The peak was the autumn of 2016 when Joyce and Mike Jones provided a midfield pairing as smart and industrious as Brunton Park had seen for some years. That period also brought Joyce’s best individual moment at Carlisle’s ground: a howitzer of a goal against Crawley Town which was out of keeping with his yeoman image.
It was a popular strike for many reasons because it saw Joyce briefly in the spotlight, instead of laying foundations for the more natural stars in that team, such as Nicky Adams, Charlie Wyke and Jabo Ibehre. More often than not it was Joyce making the pass instead of taking on the shot, covering the ground rather than producing something “with jam on it”, as Curle used to say.
And if not every Joyce game was glittering (and not even every Joyce goal was glittering, if you remember that magnificently bad one he scored at Newport County)…and if he sometimes had bad and ordinary games alongside the good, well, take anyone with 600+ to their name at Carlisle’s levels and show where it’s different.

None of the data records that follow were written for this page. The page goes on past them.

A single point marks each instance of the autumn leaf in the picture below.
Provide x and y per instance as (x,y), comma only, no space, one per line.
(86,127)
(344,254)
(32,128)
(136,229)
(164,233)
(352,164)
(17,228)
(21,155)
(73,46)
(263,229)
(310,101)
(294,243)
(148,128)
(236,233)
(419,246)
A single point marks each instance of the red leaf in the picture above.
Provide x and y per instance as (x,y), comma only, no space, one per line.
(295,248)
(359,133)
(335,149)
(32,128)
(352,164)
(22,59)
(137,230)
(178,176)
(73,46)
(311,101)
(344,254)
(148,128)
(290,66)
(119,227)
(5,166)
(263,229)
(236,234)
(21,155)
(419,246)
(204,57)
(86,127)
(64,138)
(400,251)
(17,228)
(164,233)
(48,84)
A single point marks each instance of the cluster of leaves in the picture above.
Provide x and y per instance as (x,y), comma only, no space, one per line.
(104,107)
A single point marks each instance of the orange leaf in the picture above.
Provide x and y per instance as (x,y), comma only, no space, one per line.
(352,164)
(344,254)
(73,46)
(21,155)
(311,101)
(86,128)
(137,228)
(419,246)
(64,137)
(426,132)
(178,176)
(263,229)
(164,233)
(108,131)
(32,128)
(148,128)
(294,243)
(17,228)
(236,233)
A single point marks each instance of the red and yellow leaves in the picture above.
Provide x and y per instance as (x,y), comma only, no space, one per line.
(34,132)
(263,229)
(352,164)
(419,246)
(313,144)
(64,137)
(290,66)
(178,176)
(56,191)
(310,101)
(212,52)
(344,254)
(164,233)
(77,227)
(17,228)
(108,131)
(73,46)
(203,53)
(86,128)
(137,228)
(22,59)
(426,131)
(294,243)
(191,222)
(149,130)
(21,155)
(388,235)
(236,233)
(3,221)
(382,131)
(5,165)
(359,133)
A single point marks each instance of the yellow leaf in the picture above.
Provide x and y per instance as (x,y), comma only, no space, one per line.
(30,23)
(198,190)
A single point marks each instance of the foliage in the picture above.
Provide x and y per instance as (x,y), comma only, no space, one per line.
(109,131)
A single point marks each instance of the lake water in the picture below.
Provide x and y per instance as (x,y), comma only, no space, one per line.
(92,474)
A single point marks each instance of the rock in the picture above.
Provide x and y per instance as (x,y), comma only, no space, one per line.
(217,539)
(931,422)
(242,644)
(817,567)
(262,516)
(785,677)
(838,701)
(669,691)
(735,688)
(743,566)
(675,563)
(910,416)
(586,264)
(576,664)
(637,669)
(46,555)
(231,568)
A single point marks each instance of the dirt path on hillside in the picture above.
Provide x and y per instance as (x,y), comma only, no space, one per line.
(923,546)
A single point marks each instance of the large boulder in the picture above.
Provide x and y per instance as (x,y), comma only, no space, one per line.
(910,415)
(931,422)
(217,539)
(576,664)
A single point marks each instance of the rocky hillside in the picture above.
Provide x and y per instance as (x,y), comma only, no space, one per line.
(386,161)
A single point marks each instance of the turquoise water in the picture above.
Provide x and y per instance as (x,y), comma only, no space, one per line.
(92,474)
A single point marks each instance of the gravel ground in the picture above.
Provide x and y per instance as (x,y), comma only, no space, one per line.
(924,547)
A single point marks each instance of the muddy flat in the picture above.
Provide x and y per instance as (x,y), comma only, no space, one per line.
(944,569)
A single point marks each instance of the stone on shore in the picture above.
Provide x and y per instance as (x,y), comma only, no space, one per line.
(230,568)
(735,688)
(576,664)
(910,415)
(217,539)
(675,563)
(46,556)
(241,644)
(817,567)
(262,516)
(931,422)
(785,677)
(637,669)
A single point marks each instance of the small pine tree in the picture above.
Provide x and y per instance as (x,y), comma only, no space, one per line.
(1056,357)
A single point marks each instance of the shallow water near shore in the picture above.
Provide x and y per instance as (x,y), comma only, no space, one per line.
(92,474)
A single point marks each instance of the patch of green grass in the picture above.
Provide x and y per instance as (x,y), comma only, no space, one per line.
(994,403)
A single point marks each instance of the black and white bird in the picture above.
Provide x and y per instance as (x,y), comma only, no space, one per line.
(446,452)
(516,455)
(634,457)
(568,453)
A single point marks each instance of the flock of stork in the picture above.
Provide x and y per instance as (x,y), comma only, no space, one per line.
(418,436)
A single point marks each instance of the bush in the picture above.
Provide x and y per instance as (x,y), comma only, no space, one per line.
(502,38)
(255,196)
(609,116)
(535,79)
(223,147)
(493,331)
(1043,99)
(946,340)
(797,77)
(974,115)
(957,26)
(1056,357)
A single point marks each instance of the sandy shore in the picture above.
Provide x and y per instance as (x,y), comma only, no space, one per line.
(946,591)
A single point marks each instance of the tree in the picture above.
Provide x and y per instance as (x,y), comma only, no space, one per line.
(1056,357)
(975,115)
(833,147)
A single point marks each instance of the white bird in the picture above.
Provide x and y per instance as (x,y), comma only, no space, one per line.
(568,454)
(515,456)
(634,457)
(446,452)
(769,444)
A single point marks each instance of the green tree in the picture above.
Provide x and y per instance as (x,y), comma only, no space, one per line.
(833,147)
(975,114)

A basis of quality and temperament was always there, whatever the ups, downs, possibilities and limitations, and it is no surprise that, these years later, with a successfully-established coaching business already to his name, someone like Joyce is deemed attractive for a club (Brentford) seeking a good eye, a good brain and a good work ethic for an important scouting role.
Like his old team-mate and friend Danny Grainger, against whose Workington Reds team he will retire next month, he had the future in mind even when the present seemed busy enough, and again this can be displayed to young folk in the sport who don’t think of tomorrow until it’s too late, who wrongly consider football a gift that will only keep on giving.
We should not call people like Joyce old-school because what he stood for and stands for should be as modern as it’s traditional. Yet it’s easier to pretend to be a player these days, easy to offer things which social media will gobble up, so let’s put our hands up, as the song went, for someone who embodied durability, and the knowledge that it was what happened away from the spotlight that truly counted.
His tally, his record and the satisfied feeling when he puts his boots away next month…none of those things come by chance. That's the best message a player like Luke Joyce can possibly leave behind.